El día que entré a primer año de secundaria, en el IJA del Casino, mi mamá me llevó a la escuela. Al siguiente día me puso el pasaje en la mano y me dijo: “bueno hija, vaya con cuidado”. Tenía 12 años y empecé a irme en bus para la escuela. Caminaba hasta la parada y esperaba un Panamá Viejo Ruta 1, Cutsa, que era como un Metro  Bus porque pasaba cada 40 minutos.

Mi mamá insistía en que teníamos que aprender a defendernos. Eso incluía saber cómo volver a casa solos. Eso sí: A mí y a mi hermano nos tenía aleccionados sobre no hablar con extraños. Menos agarrarles ni un chicle.  Si alguien nos decía: “yo conozco a tu mamá o a tu papá, ven conmigo”, teníamos instrucciones de salir corriendo en la dirección contraria.

Cuando estudié en el IJA de Paitilla lidié con nuevas rutas. Ya no vivíamos en Panamá Viejo. Así que tomaba un Torrijos Carter o un Mano de Piedra que podía ser de las rutas Tumba Muerto, Vía España o Transístmica, bajaba en la Calle 12 para esperar un Panamá Viejo, o en Calidonia para aguardar un Boca la Caja, que eran otros hermanos del Metro Bus de hoy por lo demorados.

Muchos de mis compañeros tenían busito colegial o los papás los llevaban. Pero un gran número se movilizaba en bus público, así que en el recreo parte de la conversación era lo que nos había pasado en el bus.

En algunas épocas, para que no tuviéramos que madrugar tanto, tuvimos busito colegial. Y en otras mi papá nos acercaba a la escuela, pero mucho fue lo que aprendí de andar en transporte público. Primero: que tenía que salir temprano porque Ruta 1 no había muchos y para rematar eran lentos. Y cuando vivimos en San Miguelito tomar un bus era misión imposible si salías después de la 5:30 a.m.

Aprendí que debía cuidar mi pasaje. Los estudiantes pagábamos 10 centavos. Un par de veces boté la plata y allí era donde tocaba eso de defenderme, no había mamá cerca y menos celular para llamarla: o me pelaba la cara con la señora de al lado para pedir 10 centavos o me la pelaba con el chofer para explicarle mi percance. Generalmente él gruñía y me dejaba bajar.

Había mucho pasajero sentado solidario, que cuando te veía parada en el bus con tu inmensa mochila –libro de Baldor adentro– te ayudaba a llevarla.
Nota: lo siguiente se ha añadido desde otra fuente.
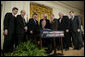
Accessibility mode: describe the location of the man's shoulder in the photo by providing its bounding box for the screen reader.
[75,16,80,18]
[17,15,21,18]
[69,19,72,21]
[74,16,80,20]
[40,19,43,21]
[29,18,34,21]
[63,16,69,19]
[5,12,12,15]
[54,18,58,20]
[57,18,60,21]
[17,15,21,17]
[46,19,50,22]
[46,19,49,20]
[29,18,33,20]
[16,15,22,20]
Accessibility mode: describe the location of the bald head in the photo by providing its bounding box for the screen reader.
[20,10,26,17]
[58,12,64,19]
[43,14,47,19]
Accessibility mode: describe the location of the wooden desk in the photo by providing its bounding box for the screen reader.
[40,37,63,55]
[34,30,64,56]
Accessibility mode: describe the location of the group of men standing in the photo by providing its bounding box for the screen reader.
[3,7,28,53]
[3,7,83,54]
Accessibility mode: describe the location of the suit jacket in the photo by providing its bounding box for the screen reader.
[27,18,39,34]
[50,18,58,31]
[3,12,16,34]
[70,16,81,32]
[40,19,50,29]
[16,15,26,34]
[58,16,70,31]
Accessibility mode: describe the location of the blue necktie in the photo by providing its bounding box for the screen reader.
[34,19,36,24]
[72,17,74,21]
Por eso yo también, si encontraba puesto,  ayudaba al que podía.

Aprendí a pedir mi parada a tiempo, que esos choferes no se andaban con cuento para repelar a uno.Llegué a ubicar rápidamente dónde estaban las paradas y las rutas de los buses y cómo se llamaban los lugares por donde pasábamos.

Me da pena cuando un joven practicante o un periodista  capitalino nuevo me dice que no tienen idea de qué es Calle 12,  qué es la avenida Justo Arosemena, o peor aún: ¡la vía España!

Creo que a los padres no les quedaba de otra que confiar. Los nuestros nos despedían en la mañana y nos volvían a ver en la noche; el IJA era doble turno. No tenían manera de saber nuestros pasos. Pero mi hermano y yo creíamos que ellos tenían ojos en todos lados para vigilarnos y protegernos. PD. Mañana es el aniversario del IJA. Felicidades justinos.